Первое впечатление и первая встреча. Нет, первая уже была. А этой новой встречи я ждал долгих 11 лет. С 1963 года, когда в чехословацких книжных магазинах появилась сенсация — небольшая его книжечка под названием «Один день Ивана Денисовича». Человек, который сейчас сидел в квартире д?ра Голуба, стал для меня олицетворением литературного мужества. Было время, когда я вместе со своими товарищами проводил ночи напролет в спорах о том, что же такое «Один день Ивана Денисовича» — большое литературное явление или нечто похожее на сочинение школьника? Я всегда с огромной энергией, достойной лучшего применения, сражался за автора и его книгу.

Солженицын!.. Его имя и его повесть означали для меня новые пути в развитии советской литературы.

Солженицын!.. В моих мыслях он всегда Политик и Писатель с большой буквы. Более того, тогда я думал: какое воплощение человеческого мужества и человеческих испытаний!
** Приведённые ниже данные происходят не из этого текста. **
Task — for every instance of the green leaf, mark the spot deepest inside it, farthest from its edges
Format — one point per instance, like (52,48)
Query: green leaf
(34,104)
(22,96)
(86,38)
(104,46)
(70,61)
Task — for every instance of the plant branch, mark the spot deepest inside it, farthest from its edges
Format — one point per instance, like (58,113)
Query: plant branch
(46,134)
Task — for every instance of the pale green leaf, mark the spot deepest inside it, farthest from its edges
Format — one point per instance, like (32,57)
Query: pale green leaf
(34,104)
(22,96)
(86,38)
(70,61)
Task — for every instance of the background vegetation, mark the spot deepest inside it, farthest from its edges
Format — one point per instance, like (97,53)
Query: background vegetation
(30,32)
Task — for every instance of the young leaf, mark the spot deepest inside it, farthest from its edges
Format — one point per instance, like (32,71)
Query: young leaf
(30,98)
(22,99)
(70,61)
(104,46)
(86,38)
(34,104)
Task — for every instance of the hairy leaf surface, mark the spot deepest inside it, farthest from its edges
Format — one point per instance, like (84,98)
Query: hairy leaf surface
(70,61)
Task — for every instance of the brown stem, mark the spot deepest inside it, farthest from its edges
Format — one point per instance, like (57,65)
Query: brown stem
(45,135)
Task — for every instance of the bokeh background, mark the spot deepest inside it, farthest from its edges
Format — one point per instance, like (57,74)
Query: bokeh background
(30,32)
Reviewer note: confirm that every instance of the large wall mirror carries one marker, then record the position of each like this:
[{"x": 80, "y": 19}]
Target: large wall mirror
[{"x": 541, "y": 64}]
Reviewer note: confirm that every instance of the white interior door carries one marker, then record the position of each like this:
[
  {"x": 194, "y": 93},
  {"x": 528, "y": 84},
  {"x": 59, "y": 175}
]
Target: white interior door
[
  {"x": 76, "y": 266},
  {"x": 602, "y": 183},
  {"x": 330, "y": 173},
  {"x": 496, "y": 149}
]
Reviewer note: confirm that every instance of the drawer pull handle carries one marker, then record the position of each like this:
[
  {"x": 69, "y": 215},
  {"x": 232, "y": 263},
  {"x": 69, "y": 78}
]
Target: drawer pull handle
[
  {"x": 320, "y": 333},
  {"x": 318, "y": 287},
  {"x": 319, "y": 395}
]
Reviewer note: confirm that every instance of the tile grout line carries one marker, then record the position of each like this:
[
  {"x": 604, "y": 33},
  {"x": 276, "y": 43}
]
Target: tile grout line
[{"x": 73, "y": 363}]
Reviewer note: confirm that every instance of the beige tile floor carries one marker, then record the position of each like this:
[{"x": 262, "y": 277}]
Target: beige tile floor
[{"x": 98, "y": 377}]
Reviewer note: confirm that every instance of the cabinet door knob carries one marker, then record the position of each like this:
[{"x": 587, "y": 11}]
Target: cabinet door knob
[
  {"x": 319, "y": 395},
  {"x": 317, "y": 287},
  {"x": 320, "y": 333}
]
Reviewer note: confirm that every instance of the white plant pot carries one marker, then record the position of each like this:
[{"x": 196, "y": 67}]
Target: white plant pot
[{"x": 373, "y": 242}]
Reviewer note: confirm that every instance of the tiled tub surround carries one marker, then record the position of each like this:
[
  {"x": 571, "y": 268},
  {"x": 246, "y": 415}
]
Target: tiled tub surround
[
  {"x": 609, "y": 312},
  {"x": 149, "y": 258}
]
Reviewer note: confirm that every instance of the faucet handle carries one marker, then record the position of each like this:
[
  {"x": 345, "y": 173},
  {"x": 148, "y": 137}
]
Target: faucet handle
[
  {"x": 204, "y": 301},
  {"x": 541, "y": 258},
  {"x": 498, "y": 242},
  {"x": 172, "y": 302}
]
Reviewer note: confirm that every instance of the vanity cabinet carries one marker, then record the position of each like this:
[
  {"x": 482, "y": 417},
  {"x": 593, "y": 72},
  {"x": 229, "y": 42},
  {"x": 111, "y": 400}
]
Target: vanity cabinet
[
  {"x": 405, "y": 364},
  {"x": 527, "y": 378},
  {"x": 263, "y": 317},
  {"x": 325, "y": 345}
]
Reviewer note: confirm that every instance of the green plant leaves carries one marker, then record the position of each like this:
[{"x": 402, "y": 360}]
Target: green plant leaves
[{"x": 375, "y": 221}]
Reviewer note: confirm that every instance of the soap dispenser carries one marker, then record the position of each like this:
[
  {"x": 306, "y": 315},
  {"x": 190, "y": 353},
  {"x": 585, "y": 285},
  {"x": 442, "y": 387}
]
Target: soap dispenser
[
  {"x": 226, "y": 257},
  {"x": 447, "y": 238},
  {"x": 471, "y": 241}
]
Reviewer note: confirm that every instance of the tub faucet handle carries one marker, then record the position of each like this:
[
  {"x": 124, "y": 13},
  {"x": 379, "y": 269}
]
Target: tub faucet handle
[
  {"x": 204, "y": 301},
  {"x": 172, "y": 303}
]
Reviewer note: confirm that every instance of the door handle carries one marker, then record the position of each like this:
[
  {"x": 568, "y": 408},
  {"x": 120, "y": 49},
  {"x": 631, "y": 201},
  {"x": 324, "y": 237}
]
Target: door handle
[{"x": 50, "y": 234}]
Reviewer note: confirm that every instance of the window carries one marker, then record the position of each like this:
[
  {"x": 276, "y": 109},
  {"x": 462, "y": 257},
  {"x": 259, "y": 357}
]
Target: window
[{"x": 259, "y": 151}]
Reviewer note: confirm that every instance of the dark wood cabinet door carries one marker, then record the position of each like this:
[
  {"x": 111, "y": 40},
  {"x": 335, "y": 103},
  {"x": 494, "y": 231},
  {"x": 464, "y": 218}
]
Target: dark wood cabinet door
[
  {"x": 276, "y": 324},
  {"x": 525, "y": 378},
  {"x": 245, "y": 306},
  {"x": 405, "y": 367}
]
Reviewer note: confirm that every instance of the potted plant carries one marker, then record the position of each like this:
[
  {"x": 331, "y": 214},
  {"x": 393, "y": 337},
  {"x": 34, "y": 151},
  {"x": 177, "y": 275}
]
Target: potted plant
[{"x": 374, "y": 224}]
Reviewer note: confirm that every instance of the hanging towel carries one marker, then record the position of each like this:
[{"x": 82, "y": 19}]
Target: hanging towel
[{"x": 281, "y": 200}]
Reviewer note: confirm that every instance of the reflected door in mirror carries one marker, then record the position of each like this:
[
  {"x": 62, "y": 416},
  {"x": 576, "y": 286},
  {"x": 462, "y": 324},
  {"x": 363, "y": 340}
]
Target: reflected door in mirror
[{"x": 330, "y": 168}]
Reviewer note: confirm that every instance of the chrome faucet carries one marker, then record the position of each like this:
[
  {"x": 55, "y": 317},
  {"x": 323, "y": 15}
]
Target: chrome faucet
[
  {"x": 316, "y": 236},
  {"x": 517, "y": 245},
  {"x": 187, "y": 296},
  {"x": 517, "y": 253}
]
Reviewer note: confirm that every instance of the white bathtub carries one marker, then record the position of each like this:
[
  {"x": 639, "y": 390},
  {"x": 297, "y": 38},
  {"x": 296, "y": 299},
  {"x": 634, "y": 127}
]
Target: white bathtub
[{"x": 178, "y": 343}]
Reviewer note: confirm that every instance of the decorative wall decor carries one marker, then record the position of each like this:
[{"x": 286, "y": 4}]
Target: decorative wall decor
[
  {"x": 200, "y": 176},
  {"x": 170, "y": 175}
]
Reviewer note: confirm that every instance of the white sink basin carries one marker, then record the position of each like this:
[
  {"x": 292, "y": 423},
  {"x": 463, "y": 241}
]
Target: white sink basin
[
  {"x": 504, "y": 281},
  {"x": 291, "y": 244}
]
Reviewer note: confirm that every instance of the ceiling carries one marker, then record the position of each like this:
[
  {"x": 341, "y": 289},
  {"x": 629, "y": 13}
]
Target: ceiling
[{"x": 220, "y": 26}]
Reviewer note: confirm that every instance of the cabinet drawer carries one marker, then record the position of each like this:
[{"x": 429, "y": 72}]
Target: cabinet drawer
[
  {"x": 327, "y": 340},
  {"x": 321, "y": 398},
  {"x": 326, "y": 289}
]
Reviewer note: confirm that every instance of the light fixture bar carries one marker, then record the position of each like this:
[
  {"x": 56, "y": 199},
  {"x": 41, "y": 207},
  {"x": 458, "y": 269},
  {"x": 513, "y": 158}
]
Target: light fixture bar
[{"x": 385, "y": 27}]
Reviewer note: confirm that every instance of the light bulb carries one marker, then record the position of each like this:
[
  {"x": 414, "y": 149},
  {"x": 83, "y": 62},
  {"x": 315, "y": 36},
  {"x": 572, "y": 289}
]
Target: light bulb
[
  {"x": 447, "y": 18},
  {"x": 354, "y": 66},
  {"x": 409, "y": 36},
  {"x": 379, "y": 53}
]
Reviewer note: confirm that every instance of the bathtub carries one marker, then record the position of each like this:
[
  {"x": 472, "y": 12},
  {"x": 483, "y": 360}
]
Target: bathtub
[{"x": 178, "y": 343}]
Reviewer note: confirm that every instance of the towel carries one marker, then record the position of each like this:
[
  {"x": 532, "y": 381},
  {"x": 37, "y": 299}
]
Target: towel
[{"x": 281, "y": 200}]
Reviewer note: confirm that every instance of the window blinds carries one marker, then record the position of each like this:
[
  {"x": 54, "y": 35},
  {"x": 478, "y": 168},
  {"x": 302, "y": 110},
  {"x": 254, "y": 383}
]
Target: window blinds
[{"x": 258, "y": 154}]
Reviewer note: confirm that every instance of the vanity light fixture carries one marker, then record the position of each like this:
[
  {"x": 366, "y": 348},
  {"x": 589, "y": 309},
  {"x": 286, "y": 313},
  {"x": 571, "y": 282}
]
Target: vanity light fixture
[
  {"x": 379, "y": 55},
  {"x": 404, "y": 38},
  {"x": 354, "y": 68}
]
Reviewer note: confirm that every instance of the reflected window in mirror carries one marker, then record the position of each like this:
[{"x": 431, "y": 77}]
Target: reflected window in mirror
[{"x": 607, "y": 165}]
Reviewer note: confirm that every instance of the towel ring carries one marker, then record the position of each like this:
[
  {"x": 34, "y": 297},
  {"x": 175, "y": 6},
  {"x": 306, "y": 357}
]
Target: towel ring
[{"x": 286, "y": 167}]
Солженицын!.. Это его письмо съезду советских писателей слышал я на съезде чехословацких писателей, которое ассоциировалось с началом политического кризиса в ЧССР.

Солженицын!.. Это начало моего пути в эмиграцию и (кто правильно понимает диалектику жизни, тот нисколько не удивится) начало пути возвращения на Родину. Но у меня не могло быть ни одной мрачной мысли в ту минуту, когда я первый раз взглянул в его искристо-голубые глаза… Я был им окончательно очарован.

Беседу с писателем обычно представляешь себе так: задаешь вопрос и получаешь компетентный ответ. Если с ним согласен — хорошо. Нет? Ничего страшного — взгляды проясняются в ходе разговора. Здесь же все было иначе…

Александр Исаевич Солженицын снова наклоняется вперед. Сначала он обхватывает руками колени, затем разводит руки в широком пророческом жесте. На щеках проступают чахоточные пятна, черты лица мгновенно обостряются, взор мутнеет, и кажется, что он не воспринимает ни лиц, ни предметов, а все его внимание обращено внутрь, поглощено созерцанием собственных нематериальных видений.

Александр Исаевич Солженицын излагает свое политическое кредо.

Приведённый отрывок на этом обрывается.